Brandon Alexander : « Ça aurait pu être moi »

BlueBombers.com

TORONTO – Cette semaine, la Ligue canadienne de football (LCF) partagera les histoires de ses joueurs et du personnel des quatre coins de la Ligue, pour que leurs voix soient entendues parmi le mouvement « Black Lives Matter » qui s’active partout sur la planète.

Aujourd’hui, nous vous invitons à lire le mot écrit par Brandon Alexander, un demi défensif évoluant avec les Blue Bombers de Winnipeg.

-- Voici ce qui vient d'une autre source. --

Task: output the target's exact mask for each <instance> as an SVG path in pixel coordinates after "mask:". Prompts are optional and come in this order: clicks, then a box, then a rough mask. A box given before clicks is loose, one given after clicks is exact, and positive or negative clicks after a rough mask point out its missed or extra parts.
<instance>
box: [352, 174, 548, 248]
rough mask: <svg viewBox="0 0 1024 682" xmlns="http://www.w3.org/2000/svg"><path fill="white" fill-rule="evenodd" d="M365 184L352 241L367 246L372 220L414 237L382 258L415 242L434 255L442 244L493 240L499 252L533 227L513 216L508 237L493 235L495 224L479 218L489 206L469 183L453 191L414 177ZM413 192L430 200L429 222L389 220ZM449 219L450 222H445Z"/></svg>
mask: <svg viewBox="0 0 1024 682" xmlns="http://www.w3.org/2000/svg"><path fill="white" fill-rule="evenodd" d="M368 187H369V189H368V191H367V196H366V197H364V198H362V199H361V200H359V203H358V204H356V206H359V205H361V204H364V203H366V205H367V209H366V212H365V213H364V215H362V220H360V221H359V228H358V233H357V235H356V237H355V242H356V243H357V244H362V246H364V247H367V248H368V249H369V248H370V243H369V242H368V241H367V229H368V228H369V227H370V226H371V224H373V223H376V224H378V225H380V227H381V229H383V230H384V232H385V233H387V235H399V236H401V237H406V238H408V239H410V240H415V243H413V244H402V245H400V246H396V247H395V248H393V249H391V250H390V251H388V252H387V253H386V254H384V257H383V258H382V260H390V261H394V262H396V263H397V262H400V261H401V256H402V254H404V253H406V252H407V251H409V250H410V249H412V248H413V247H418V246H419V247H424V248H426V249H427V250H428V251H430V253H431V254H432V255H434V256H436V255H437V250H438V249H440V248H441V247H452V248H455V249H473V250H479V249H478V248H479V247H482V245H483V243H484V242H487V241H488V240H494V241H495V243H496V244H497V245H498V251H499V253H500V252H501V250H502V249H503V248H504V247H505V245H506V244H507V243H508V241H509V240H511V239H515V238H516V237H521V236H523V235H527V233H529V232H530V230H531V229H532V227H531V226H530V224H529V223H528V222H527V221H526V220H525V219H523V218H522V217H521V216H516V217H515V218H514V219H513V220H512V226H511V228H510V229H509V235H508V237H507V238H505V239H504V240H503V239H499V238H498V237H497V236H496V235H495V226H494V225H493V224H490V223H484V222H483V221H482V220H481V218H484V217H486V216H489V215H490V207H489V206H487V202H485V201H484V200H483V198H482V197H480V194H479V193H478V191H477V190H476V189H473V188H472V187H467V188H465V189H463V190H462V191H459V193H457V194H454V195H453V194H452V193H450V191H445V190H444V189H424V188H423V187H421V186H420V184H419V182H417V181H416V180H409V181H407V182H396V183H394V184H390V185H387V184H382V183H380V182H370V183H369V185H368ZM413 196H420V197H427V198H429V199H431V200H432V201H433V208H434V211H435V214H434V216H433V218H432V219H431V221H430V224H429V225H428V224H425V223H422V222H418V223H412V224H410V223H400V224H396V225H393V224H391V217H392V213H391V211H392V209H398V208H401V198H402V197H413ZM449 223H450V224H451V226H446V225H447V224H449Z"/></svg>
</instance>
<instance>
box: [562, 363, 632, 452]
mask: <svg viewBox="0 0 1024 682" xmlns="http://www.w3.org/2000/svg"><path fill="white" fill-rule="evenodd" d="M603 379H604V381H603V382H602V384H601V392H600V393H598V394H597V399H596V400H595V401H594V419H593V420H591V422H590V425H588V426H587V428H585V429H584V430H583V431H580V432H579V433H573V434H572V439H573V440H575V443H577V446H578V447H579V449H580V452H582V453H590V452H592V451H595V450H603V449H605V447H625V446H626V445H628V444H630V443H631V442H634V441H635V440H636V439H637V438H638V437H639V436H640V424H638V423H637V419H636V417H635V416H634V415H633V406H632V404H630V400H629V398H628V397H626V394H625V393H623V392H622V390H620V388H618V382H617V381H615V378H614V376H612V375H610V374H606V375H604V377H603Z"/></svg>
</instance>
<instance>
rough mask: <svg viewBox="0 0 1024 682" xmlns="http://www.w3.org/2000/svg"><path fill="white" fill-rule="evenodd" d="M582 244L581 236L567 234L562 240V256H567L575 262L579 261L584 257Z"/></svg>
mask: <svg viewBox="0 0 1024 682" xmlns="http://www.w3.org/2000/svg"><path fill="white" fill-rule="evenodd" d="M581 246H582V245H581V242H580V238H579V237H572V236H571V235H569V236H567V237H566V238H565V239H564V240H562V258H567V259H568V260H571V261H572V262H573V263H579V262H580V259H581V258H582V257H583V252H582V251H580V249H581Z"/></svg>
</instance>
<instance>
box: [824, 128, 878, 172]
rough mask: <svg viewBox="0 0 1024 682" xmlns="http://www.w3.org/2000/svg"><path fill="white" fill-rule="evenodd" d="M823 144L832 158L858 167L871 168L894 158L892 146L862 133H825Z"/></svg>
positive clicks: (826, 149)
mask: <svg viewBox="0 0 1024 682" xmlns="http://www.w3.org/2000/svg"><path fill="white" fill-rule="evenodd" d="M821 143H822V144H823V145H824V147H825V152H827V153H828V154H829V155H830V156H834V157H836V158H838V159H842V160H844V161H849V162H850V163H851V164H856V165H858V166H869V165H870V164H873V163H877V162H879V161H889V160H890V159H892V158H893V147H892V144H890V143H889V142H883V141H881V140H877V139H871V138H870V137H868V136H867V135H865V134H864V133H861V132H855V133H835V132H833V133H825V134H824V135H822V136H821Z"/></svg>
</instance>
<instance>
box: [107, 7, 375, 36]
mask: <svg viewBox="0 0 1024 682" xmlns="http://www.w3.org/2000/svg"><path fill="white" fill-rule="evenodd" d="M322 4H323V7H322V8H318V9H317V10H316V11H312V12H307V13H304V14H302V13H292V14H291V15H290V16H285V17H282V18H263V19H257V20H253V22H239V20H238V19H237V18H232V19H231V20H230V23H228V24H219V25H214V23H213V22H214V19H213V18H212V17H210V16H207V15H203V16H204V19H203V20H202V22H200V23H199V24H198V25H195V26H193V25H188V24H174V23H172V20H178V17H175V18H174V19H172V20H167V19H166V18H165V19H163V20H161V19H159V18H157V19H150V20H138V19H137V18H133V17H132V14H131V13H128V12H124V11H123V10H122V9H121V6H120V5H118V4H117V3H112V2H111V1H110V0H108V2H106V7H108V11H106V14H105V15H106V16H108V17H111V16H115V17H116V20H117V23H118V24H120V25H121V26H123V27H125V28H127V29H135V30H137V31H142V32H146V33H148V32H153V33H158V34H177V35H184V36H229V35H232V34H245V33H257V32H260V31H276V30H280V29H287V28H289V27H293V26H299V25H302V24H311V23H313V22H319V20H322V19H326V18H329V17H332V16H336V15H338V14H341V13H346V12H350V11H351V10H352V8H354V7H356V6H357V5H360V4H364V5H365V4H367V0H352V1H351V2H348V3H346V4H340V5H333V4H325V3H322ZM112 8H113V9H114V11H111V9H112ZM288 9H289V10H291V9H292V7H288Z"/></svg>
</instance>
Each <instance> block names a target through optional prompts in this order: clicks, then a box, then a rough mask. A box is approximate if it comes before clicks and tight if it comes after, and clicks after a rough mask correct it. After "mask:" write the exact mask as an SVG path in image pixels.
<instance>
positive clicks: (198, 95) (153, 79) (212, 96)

Nous marchons tous pour George Floyd présentement. Des personnes de toutes les races et de toutes les ethnicités, partout dans le monde.

Tout ce qui se passe aux États-Unis – et partout dans le monde, en réalité – est une réaction. Tristement, la violence est devenue un peu trop commune au fil des années.

C’est pourquoi les gens demandent la justice. C’est pourquoi ils demandent des changements.

Nous voulons que justice soit faite pour George Floyd et pour tous ceux qui ont été victimes de brutalité policière. Nous voulons ce qui est bon pour nous, et ce qui doit être fait pour tout le monde.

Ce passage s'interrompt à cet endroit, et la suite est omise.